My intention here was to reduce Fixed Ratio to a single formula, in accordance with what Ryan Jones advocates. If I've got it wrong because my material is dated or I have misinterpreted it then please help me get it right.

Any chance you post the correct formula from more recent material sluggo?

Thanks - I appreciate the exchange.

Roscoe
Roundtable Knight
Roundtable Knight
Posts: 250
Joined: Sat Jan 24, 2004 2:06 am
Location: Houston TX

Post by Roscoe » Fri May 27, 2005 2:14 am

I am using this:

Code: Select all

    if(CurrentProfit > 0)
        NumContracts = max(1,(int)(sqrt(2*CurrentProfit/Delta+.25)+.5));
    else
        NumContracts = 1;

bolter
Full Member
Full Member
Posts: 11
Joined: Wed May 25, 2005 2:33 am
Location: Singapore

Post by bolter » Fri May 27, 2005 3:03 am

Thanks Roscoe.
Your formula is less agressive initially but the results converge as profit grows, which is as you would expect.

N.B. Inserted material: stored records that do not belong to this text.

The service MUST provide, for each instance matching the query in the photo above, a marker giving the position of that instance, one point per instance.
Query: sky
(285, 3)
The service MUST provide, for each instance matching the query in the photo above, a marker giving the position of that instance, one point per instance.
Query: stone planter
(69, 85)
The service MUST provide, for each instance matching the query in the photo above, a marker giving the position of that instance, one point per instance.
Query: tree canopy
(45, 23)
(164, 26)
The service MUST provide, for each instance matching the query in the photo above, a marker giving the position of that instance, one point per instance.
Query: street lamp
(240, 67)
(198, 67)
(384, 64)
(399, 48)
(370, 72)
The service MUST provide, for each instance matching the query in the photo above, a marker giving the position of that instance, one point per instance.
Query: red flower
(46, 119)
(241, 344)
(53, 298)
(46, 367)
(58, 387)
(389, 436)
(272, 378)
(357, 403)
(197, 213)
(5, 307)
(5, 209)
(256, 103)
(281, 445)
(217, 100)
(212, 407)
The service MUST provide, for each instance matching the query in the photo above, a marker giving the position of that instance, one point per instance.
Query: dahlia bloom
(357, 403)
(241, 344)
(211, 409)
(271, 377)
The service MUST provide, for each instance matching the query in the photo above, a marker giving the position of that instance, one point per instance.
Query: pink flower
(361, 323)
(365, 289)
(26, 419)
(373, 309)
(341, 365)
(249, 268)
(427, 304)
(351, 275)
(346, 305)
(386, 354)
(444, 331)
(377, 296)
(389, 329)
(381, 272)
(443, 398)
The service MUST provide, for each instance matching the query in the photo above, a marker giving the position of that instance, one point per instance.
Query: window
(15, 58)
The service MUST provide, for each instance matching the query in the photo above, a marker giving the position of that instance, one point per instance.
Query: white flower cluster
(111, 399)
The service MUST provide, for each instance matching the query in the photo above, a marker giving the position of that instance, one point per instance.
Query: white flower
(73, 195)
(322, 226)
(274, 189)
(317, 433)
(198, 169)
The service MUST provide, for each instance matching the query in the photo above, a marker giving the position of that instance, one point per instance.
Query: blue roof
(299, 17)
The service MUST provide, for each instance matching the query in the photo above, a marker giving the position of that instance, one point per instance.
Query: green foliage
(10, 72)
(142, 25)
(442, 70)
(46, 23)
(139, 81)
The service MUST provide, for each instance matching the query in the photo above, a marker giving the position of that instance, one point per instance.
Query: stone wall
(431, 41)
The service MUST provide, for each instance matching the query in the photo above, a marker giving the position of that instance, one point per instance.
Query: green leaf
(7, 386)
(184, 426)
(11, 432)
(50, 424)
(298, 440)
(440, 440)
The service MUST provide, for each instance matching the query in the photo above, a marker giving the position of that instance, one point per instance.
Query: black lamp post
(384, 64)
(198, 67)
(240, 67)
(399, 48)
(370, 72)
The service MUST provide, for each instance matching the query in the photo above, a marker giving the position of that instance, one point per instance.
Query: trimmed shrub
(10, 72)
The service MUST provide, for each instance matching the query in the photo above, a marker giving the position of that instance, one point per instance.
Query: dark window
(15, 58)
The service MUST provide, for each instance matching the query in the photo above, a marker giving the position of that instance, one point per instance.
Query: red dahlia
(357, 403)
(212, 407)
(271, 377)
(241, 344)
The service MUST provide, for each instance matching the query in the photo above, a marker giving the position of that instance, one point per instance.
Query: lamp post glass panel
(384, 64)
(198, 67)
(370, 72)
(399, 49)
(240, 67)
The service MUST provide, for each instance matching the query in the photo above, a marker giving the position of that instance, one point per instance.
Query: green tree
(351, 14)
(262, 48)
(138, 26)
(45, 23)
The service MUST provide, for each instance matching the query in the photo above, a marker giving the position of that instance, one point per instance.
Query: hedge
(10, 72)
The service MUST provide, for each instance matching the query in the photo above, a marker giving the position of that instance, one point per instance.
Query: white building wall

Did you source this from his book/recent material?

Cheers.

Roscoe
Roundtable Knight
Roundtable Knight
Posts: 250
Joined: Sat Jan 24, 2004 2:06 am
Location: Houston TX

Post by Roscoe » Fri May 27, 2005 3:42 am

bolter wrote:Did you source this from his book/recent material?
No, I got it from a mathematically clever friend and the results closely match my understanding/calculation of Ryan's book.

I would like to work out ways to incorporate starting equity into the equation. I have tried the following variations:

Code: Select all

	if(CurrentProfit > 0) {
		if( SelectVersion == 1 ) {
			NumC = max(1,(int)(sqrt(2*CurrentProfit/Delta+.25)+.5));
		}
		else if( SelectVersion == 2 ) {
			int DefinedProfit = InitialProfit + CurrentProfit;
			NumC = max(1,(int)(sqrt(2*DefinedProfit/Delta+.25)+.5));
	    }
		else if( SelectVersion == 3 ) {
			NumC = max(1,(int)(sqrt(2*openEquity/Delta+.25)+.5));
		}
but with no clear winner (so far anyway). Any ideas?